Each flavor variety has its own color coded bag, which allows the potential customer to identify which are their favorites. The logo is discrete but visible. The other four important aspects are not quite as good. The color washed photo looks a bit confusing and doesn't really work on any of the flavor designs. The word 'Gourmet' should be at least as large (if Rachel really means it), as the 'Kettle Chips' on the main banner. The name of the flavor is slapped in a banner at the foot of the bag almost as an after-thought, when it is the most important part of this marketing production.
These Kettle Chips had a really solid crunch to them. The firm and hard texture allowed for a crisp, but rigid shatter rather than the smash you can often find with Regular Chips.
As with most Kettle Cooked Chips these were more thickly sliced than regular Chips. They were mostly large in size and there were very few broken Chips in the bag. There was not much seasoning visible, and what there was did not combine with the oil to provide significant finger residue.

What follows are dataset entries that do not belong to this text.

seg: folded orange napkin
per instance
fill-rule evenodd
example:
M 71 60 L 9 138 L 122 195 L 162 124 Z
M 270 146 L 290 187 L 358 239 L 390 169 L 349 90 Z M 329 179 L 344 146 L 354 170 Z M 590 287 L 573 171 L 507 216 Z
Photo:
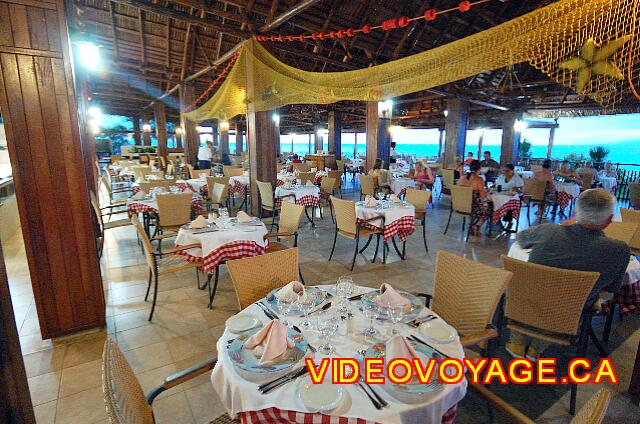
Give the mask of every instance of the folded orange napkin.
M 251 221 L 253 221 L 253 218 L 251 218 L 245 211 L 238 211 L 238 214 L 236 215 L 236 218 L 238 218 L 238 222 L 251 222 Z
M 307 187 L 315 187 L 313 185 L 313 182 L 311 180 L 307 180 L 307 183 L 305 184 Z
M 373 206 L 376 206 L 377 204 L 378 204 L 378 201 L 373 196 L 367 195 L 367 197 L 364 199 L 365 206 L 373 207 Z
M 389 284 L 384 283 L 380 286 L 380 296 L 376 297 L 376 303 L 381 306 L 407 306 L 411 304 L 411 301 Z
M 298 298 L 299 294 L 304 294 L 304 285 L 300 281 L 292 281 L 278 290 L 276 297 L 278 299 L 294 301 Z
M 393 203 L 401 203 L 402 202 L 402 200 L 400 200 L 400 198 L 395 194 L 389 195 L 389 200 L 391 200 Z
M 136 194 L 134 194 L 133 196 L 131 196 L 131 198 L 133 200 L 142 200 L 145 197 L 147 197 L 147 193 L 145 193 L 144 191 L 140 190 L 139 192 L 137 192 Z
M 397 335 L 387 342 L 385 356 L 389 361 L 391 358 L 417 358 L 418 354 L 406 337 Z
M 202 215 L 198 215 L 198 217 L 194 219 L 193 222 L 191 222 L 191 224 L 189 224 L 189 228 L 193 230 L 198 228 L 205 228 L 206 226 L 207 226 L 207 220 Z
M 262 330 L 249 337 L 244 347 L 253 349 L 254 355 L 260 357 L 260 364 L 268 364 L 283 355 L 288 348 L 294 346 L 287 337 L 288 329 L 278 319 L 265 325 Z

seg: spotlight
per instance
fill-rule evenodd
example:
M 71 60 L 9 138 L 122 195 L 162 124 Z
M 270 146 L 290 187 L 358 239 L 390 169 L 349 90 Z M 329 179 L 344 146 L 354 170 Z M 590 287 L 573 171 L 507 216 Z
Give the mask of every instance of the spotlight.
M 142 131 L 151 132 L 151 124 L 144 124 L 142 126 Z
M 182 129 L 182 127 L 176 127 L 176 134 L 184 134 L 184 130 Z
M 280 125 L 280 115 L 278 115 L 277 113 L 273 114 L 273 122 L 276 123 L 276 125 Z
M 444 117 L 446 118 L 447 116 L 449 116 L 449 111 L 447 109 L 445 109 L 443 114 L 444 114 Z
M 220 129 L 222 131 L 227 131 L 229 130 L 229 122 L 228 121 L 222 121 L 220 122 Z
M 529 124 L 527 124 L 527 121 L 521 121 L 519 119 L 516 122 L 513 123 L 513 128 L 517 132 L 524 131 L 528 126 L 529 126 Z
M 100 67 L 100 46 L 90 41 L 78 41 L 78 60 L 87 69 L 97 69 Z

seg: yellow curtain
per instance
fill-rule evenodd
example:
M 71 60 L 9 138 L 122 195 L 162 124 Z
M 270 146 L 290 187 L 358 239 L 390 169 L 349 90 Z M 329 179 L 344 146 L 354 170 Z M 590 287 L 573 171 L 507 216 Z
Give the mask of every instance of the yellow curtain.
M 638 2 L 560 0 L 435 49 L 347 72 L 302 71 L 248 40 L 220 89 L 187 118 L 229 119 L 245 113 L 250 102 L 265 111 L 288 104 L 383 100 L 521 62 L 610 106 L 628 88 L 622 75 L 628 61 L 634 70 L 637 66 Z

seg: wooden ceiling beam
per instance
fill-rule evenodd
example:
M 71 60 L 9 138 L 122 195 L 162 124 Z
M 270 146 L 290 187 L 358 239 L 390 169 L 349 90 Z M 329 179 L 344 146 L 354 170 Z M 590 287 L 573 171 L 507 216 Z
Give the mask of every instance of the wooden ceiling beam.
M 278 15 L 275 18 L 270 14 L 269 16 L 271 18 L 267 19 L 267 24 L 264 25 L 262 28 L 260 28 L 260 32 L 268 32 L 279 27 L 283 23 L 287 22 L 289 19 L 293 18 L 296 15 L 299 15 L 300 13 L 304 12 L 308 8 L 314 6 L 319 1 L 320 0 L 302 0 L 298 2 L 295 6 L 289 8 L 288 10 L 286 10 L 285 12 L 283 12 L 282 14 Z M 278 4 L 277 0 L 273 1 L 271 9 L 273 10 L 274 9 L 273 5 L 275 5 L 275 10 L 277 10 L 277 4 Z M 271 13 L 271 11 L 269 12 Z

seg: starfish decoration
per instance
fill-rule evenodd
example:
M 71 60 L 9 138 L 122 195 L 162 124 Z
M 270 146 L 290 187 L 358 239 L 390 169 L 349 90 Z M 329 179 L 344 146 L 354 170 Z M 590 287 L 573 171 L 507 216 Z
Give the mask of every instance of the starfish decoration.
M 267 99 L 268 97 L 275 96 L 276 94 L 278 94 L 278 89 L 276 88 L 276 82 L 274 81 L 266 90 L 264 90 L 262 98 Z
M 584 94 L 592 76 L 602 75 L 621 80 L 624 75 L 618 65 L 611 60 L 611 56 L 620 50 L 630 38 L 630 36 L 624 35 L 604 45 L 589 38 L 580 49 L 578 56 L 561 62 L 558 67 L 578 73 L 576 89 L 580 94 Z

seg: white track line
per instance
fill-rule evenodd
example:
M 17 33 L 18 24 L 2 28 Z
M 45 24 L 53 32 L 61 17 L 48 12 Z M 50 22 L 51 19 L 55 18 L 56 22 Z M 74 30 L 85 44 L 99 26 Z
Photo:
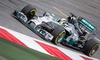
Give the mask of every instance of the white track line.
M 68 17 L 68 15 L 66 15 L 65 13 L 63 13 L 60 9 L 58 9 L 55 6 L 52 6 L 55 10 L 57 10 L 58 12 L 60 12 L 62 15 L 64 15 L 65 17 Z

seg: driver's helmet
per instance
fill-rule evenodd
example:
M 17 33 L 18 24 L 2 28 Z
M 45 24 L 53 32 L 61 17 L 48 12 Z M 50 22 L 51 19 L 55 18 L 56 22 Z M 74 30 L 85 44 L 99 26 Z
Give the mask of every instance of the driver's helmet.
M 74 24 L 76 22 L 77 18 L 74 16 L 74 17 L 70 17 L 70 19 L 68 19 L 68 22 L 71 23 L 71 24 Z
M 58 20 L 58 22 L 59 22 L 59 24 L 60 24 L 60 25 L 64 24 L 64 23 L 65 23 L 65 21 L 66 21 L 66 19 L 65 19 L 65 18 L 61 18 L 61 19 L 59 19 L 59 20 Z

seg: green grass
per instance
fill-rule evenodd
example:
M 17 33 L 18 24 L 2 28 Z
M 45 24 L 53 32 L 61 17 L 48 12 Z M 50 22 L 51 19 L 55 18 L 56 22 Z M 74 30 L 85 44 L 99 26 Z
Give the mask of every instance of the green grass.
M 7 60 L 61 60 L 0 38 L 0 56 Z

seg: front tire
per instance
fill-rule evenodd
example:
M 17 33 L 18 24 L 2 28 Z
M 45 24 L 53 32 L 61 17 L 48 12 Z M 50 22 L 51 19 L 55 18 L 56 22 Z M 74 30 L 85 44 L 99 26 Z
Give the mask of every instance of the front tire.
M 83 53 L 92 56 L 99 48 L 99 43 L 96 40 L 90 39 L 88 40 L 84 47 L 83 47 Z
M 37 11 L 36 8 L 34 8 L 34 6 L 31 5 L 31 4 L 25 6 L 21 10 L 21 12 L 24 13 L 27 16 L 28 20 L 33 18 L 33 16 L 35 15 L 36 11 Z
M 53 30 L 53 32 L 51 34 L 54 36 L 54 38 L 51 42 L 57 45 L 58 43 L 60 43 L 63 40 L 66 32 L 62 27 L 58 26 Z

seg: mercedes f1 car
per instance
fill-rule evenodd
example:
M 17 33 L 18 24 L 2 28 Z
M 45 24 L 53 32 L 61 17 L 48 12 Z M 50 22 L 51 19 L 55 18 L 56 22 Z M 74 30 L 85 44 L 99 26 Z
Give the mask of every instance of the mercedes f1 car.
M 78 49 L 88 56 L 92 56 L 99 48 L 94 39 L 96 27 L 86 19 L 71 13 L 68 19 L 57 19 L 54 14 L 45 12 L 43 16 L 36 16 L 33 5 L 25 6 L 21 11 L 15 10 L 13 16 L 41 38 L 54 44 L 61 43 Z

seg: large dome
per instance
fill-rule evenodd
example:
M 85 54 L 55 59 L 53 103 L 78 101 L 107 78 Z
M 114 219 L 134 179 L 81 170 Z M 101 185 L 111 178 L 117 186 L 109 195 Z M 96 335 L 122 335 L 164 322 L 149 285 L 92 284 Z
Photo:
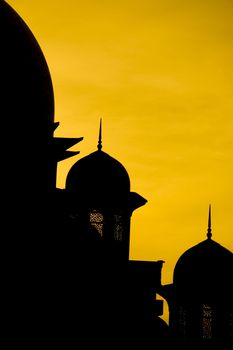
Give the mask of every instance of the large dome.
M 70 169 L 66 189 L 88 203 L 125 199 L 130 192 L 130 179 L 124 166 L 103 151 L 78 160 Z M 128 198 L 128 197 L 127 197 Z
M 14 215 L 29 217 L 29 209 L 37 214 L 38 196 L 49 186 L 54 93 L 37 40 L 5 1 L 0 1 L 0 49 L 0 115 L 5 142 L 2 183 L 8 190 L 5 203 L 10 198 Z M 22 201 L 27 208 L 23 213 Z
M 14 137 L 43 142 L 51 133 L 54 95 L 43 52 L 22 18 L 0 1 L 1 116 Z M 18 136 L 20 135 L 20 137 Z M 17 140 L 18 141 L 18 140 Z
M 233 254 L 208 238 L 181 255 L 174 269 L 174 285 L 184 291 L 221 293 L 232 284 Z M 224 289 L 225 289 L 224 288 Z

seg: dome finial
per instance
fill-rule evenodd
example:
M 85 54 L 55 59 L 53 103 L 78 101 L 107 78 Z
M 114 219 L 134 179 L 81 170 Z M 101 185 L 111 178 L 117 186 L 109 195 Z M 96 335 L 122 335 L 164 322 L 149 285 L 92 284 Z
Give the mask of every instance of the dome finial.
M 207 238 L 211 239 L 211 204 L 209 205 L 209 217 L 208 217 L 208 230 L 207 230 Z
M 102 118 L 100 118 L 99 141 L 97 145 L 98 151 L 102 149 Z

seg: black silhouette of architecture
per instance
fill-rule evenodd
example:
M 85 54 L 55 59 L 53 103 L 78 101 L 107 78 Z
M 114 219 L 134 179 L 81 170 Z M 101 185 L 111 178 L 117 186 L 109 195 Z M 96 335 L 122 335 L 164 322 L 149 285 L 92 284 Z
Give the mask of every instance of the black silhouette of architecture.
M 0 113 L 2 130 L 10 135 L 9 156 L 4 156 L 7 171 L 2 172 L 8 189 L 2 216 L 12 234 L 15 221 L 21 232 L 30 234 L 43 218 L 47 221 L 45 203 L 56 186 L 57 161 L 77 154 L 67 149 L 82 138 L 53 137 L 59 123 L 54 122 L 53 86 L 44 54 L 25 22 L 2 0 L 0 33 Z
M 77 154 L 67 149 L 82 138 L 54 137 L 59 123 L 47 62 L 31 30 L 3 0 L 0 48 L 5 323 L 15 323 L 17 336 L 29 339 L 41 332 L 53 294 L 57 162 Z
M 207 239 L 181 255 L 173 284 L 162 287 L 177 345 L 232 348 L 232 271 L 233 254 L 212 239 L 209 207 Z
M 56 188 L 57 163 L 77 155 L 69 149 L 83 137 L 54 136 L 59 123 L 44 54 L 3 0 L 0 33 L 0 113 L 11 147 L 1 196 L 11 336 L 30 348 L 230 348 L 232 253 L 212 240 L 210 213 L 207 240 L 180 257 L 173 284 L 161 284 L 163 261 L 130 260 L 131 217 L 147 200 L 102 150 L 102 123 L 97 150 Z M 168 302 L 169 327 L 158 294 Z
M 66 229 L 82 247 L 79 258 L 81 271 L 85 271 L 84 298 L 92 291 L 93 281 L 98 285 L 94 303 L 91 296 L 87 298 L 89 312 L 93 314 L 95 310 L 97 315 L 97 319 L 92 316 L 95 328 L 101 315 L 100 327 L 104 325 L 112 335 L 121 325 L 124 339 L 129 338 L 130 326 L 134 331 L 138 329 L 138 341 L 143 339 L 145 343 L 145 334 L 147 341 L 165 339 L 167 326 L 159 318 L 163 314 L 162 301 L 156 300 L 162 262 L 129 260 L 131 216 L 147 201 L 130 191 L 124 166 L 102 150 L 102 121 L 97 150 L 71 167 L 63 194 L 68 203 Z M 91 276 L 88 281 L 87 272 Z M 86 311 L 85 308 L 85 314 Z M 131 334 L 133 338 L 137 336 Z
M 146 200 L 130 192 L 124 167 L 101 150 L 101 134 L 97 151 L 70 170 L 66 189 L 56 188 L 57 162 L 77 154 L 68 149 L 82 137 L 54 137 L 59 123 L 47 62 L 5 1 L 0 32 L 1 115 L 17 150 L 13 162 L 6 160 L 8 192 L 2 197 L 2 223 L 10 232 L 7 316 L 14 315 L 16 337 L 58 344 L 79 342 L 95 330 L 113 334 L 120 325 L 123 337 L 130 321 L 138 329 L 141 322 L 142 329 L 147 292 L 150 304 L 157 304 L 155 321 L 162 314 L 152 293 L 152 286 L 161 284 L 162 263 L 128 261 L 130 217 Z M 142 270 L 150 271 L 154 282 Z M 147 307 L 143 321 L 149 318 Z

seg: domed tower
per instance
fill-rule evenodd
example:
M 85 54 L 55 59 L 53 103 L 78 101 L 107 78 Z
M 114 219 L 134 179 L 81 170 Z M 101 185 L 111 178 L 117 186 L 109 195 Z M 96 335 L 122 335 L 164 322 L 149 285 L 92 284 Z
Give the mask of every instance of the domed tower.
M 176 263 L 170 294 L 170 326 L 178 343 L 233 345 L 233 254 L 207 239 Z
M 102 242 L 112 258 L 128 260 L 130 217 L 146 200 L 130 192 L 124 166 L 102 151 L 101 123 L 97 150 L 72 166 L 66 190 L 73 198 L 70 217 L 77 235 Z

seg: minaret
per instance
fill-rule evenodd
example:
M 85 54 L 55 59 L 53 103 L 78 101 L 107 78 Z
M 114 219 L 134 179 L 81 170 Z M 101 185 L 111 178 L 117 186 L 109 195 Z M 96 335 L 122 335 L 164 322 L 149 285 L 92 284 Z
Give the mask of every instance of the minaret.
M 208 230 L 207 230 L 207 239 L 211 239 L 211 205 L 209 205 L 209 217 L 208 217 Z
M 97 145 L 98 151 L 102 149 L 102 118 L 100 118 L 99 141 Z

A Nose Plunge Test revealed a slight Onion smell, but it was not significant to warm us to whatever was inside the bag. Although relatively low in sugar content compared to many Kettle Cooked Chips with the word 'Sweet' in the flavor title, the taste was of burning onions, without any smokiness. If that contradiction makes any sense it was like sweet onions being cooked - as they melted - this was the taste they produced. So, if you are in the mood for something sweet and savory, these could do the job.